Fonterra will meet farmers next month to address concerns about planned changes to the co-operative's capital structure.
The country's biggest company is planning changes - last year given 89.85 per cent support by farmers - aimed at removing redemption risk and providing permanent share capital, with farmers buying and selling shares among themselves rather than with Fonterra.
Under the proposal, which needs legislation, farmers would be able to place shares with a Fonterra Shareholders' Fund and be paid the share value for the rights to dividends and any change in market value, while retaining voting rights.

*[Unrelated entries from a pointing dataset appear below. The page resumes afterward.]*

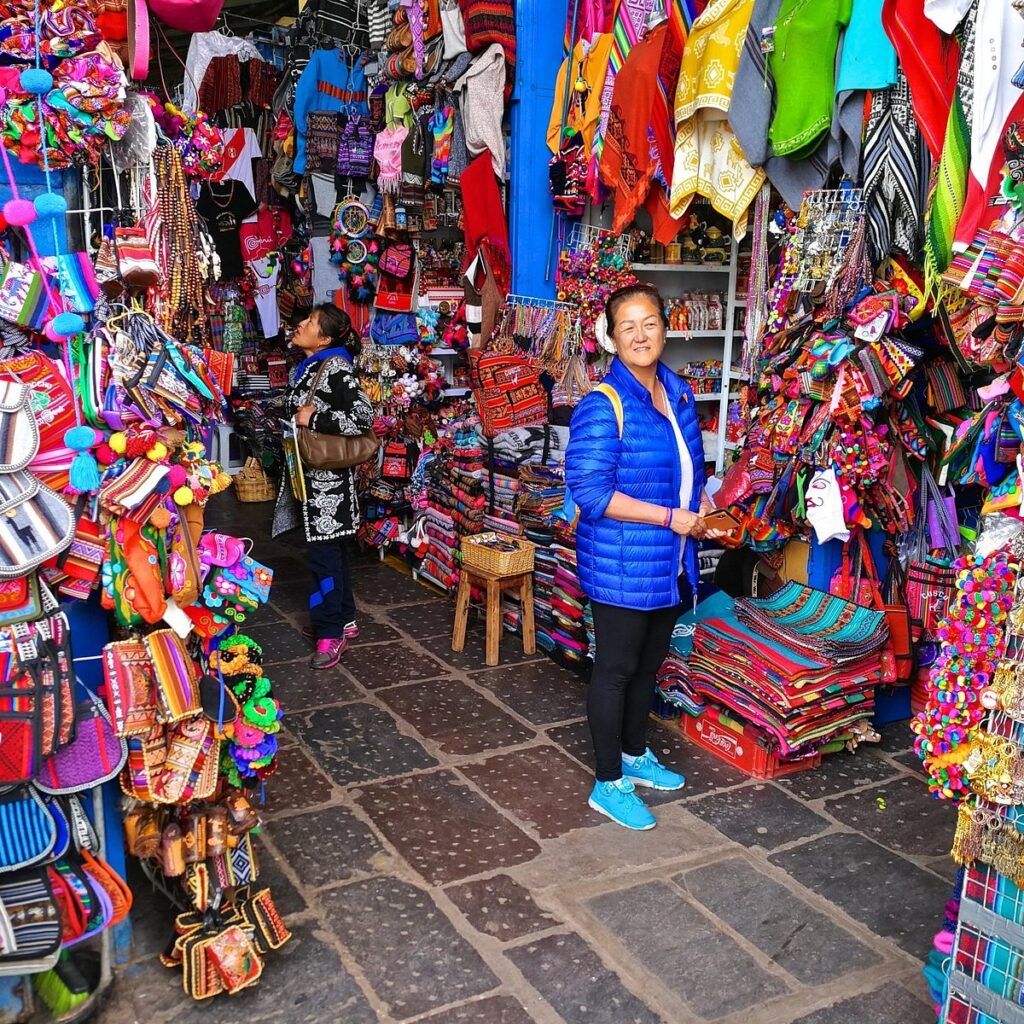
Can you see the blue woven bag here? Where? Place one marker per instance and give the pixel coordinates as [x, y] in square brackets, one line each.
[28, 832]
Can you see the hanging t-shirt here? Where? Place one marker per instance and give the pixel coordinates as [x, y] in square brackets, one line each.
[241, 148]
[268, 231]
[266, 272]
[223, 205]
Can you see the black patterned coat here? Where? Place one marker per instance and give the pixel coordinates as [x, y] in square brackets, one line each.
[332, 510]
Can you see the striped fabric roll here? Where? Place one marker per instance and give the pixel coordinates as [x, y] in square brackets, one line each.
[18, 431]
[177, 685]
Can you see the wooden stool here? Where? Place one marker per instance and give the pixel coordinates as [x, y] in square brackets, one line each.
[494, 585]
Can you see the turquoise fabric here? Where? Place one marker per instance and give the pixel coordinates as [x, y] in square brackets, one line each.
[868, 57]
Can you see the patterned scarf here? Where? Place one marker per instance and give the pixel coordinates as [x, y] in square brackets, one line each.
[896, 172]
[949, 189]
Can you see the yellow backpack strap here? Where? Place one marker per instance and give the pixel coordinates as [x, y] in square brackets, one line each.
[616, 403]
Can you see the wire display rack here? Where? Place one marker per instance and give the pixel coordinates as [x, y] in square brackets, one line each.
[986, 975]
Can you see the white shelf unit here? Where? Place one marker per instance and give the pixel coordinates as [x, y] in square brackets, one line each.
[683, 346]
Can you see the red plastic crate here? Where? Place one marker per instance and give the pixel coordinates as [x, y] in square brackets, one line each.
[729, 741]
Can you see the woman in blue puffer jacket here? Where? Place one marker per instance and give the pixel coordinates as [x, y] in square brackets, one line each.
[635, 467]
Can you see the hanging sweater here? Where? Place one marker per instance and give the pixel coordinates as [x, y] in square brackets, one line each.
[803, 64]
[327, 84]
[480, 93]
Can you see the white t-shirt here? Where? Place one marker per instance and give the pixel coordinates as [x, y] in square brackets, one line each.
[241, 148]
[266, 295]
[686, 476]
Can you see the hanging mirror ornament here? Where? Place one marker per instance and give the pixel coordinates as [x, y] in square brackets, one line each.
[352, 218]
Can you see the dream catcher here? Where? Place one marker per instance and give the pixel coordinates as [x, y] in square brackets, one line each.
[355, 250]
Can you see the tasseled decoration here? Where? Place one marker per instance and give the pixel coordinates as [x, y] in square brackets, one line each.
[84, 469]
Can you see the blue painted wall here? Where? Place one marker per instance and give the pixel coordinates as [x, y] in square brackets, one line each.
[540, 27]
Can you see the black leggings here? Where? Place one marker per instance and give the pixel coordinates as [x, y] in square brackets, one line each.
[631, 647]
[332, 605]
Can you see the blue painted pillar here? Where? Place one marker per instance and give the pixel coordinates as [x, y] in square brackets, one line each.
[540, 28]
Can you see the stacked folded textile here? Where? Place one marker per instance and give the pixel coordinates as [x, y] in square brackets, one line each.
[763, 660]
[523, 445]
[674, 685]
[440, 560]
[571, 624]
[815, 623]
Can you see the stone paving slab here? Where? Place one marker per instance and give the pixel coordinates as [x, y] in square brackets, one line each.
[427, 841]
[710, 972]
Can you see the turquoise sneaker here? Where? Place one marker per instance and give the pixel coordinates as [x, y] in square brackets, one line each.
[619, 802]
[647, 771]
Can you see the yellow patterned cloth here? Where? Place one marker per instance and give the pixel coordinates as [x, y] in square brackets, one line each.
[709, 160]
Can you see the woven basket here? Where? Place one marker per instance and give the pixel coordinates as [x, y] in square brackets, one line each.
[253, 484]
[476, 555]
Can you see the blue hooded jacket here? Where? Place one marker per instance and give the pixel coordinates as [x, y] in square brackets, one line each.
[632, 564]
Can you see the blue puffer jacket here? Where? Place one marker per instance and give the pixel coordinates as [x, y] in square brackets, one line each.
[632, 564]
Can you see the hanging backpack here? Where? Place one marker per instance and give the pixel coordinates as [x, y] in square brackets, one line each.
[508, 392]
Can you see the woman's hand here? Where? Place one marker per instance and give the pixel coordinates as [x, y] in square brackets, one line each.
[687, 524]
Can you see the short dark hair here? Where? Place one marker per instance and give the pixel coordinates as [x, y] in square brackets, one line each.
[638, 291]
[335, 325]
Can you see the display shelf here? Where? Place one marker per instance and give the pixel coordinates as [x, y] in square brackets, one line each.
[682, 268]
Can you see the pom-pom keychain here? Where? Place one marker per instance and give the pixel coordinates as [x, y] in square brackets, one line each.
[84, 477]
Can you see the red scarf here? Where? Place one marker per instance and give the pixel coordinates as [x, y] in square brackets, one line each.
[483, 221]
[930, 59]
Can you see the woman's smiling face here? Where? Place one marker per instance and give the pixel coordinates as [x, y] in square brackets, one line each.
[639, 332]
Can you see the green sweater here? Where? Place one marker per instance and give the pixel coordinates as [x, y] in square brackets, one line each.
[803, 64]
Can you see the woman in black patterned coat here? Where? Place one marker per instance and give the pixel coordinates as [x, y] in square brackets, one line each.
[331, 514]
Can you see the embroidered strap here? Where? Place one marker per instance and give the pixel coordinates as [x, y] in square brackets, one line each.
[616, 403]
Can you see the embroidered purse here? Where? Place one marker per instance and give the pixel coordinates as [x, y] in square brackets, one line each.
[36, 524]
[23, 298]
[397, 260]
[94, 757]
[130, 687]
[30, 924]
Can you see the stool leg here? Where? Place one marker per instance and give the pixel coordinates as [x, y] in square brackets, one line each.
[528, 630]
[461, 612]
[494, 621]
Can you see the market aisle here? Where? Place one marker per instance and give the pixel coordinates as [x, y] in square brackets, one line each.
[428, 841]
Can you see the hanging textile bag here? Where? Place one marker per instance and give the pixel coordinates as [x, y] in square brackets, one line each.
[28, 830]
[931, 582]
[355, 147]
[95, 756]
[508, 392]
[23, 297]
[136, 251]
[30, 924]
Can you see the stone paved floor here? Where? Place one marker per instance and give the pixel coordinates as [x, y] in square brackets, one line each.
[428, 842]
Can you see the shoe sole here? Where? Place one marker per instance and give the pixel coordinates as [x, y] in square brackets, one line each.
[311, 637]
[647, 784]
[600, 810]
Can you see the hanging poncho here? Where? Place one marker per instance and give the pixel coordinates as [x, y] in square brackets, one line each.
[709, 161]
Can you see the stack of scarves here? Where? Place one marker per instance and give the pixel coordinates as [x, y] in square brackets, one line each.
[500, 492]
[439, 563]
[769, 676]
[674, 685]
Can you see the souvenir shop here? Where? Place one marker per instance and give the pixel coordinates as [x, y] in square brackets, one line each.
[844, 278]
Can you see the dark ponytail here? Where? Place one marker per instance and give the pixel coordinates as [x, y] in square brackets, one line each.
[334, 324]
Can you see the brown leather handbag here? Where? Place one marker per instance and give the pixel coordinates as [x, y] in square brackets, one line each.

When a farmer wanted to place shares with the fund they would place a sell order on the fund market and once a trade was matched with a unit investor the farmer would transfer the share to a custodian, which would hold the legal title.
To regain the economic interest of shares, farmers would need to buy new shares or units, which could be converted back into shares by applying to take them out of the custodian's "locked box".
Federated Farmers in October said there were concerns about the transfer of shares to the custodian, including who would run it and whose interests it would have at heart.
Fonterra chairman Sir Henry van der Heyden said the trading among farmers plan was on track for introduction in November next year but that there were concerns among some people about the proposed custodian.
Fonterra said chief executive Theo Spierings had acknowledged the concerns at the company's annual meeting and undertaken to come back to farmers with possible alternatives before Christmas.
"Next year, we will outline three options, the current custodian proposal, a second option that offers some important changes to the current proposal and a third option which gives legal title to farmers," Spierings said.
The details of the options were being worked through and would go to a board meeting next month before going to the Shareholders' Council and then being discussed with farmers at meetings to be held between January 31 and February 3.
Spierings said the board had insisted it must be able to unfold the fund in the unlikely event it was not working. He said some farmers were worried that the Shareholders' Fund might get too big. There was a 20 per cent limit on the number of production-backed shares that could be subject to contracts with the fund and there was no intention of allowing the fund to get anywhere near that level.
"We have talked about $500 million - that is 8 per cent and much closer to the mark. It is likely to sit somewhere between 7 and 10 per cent."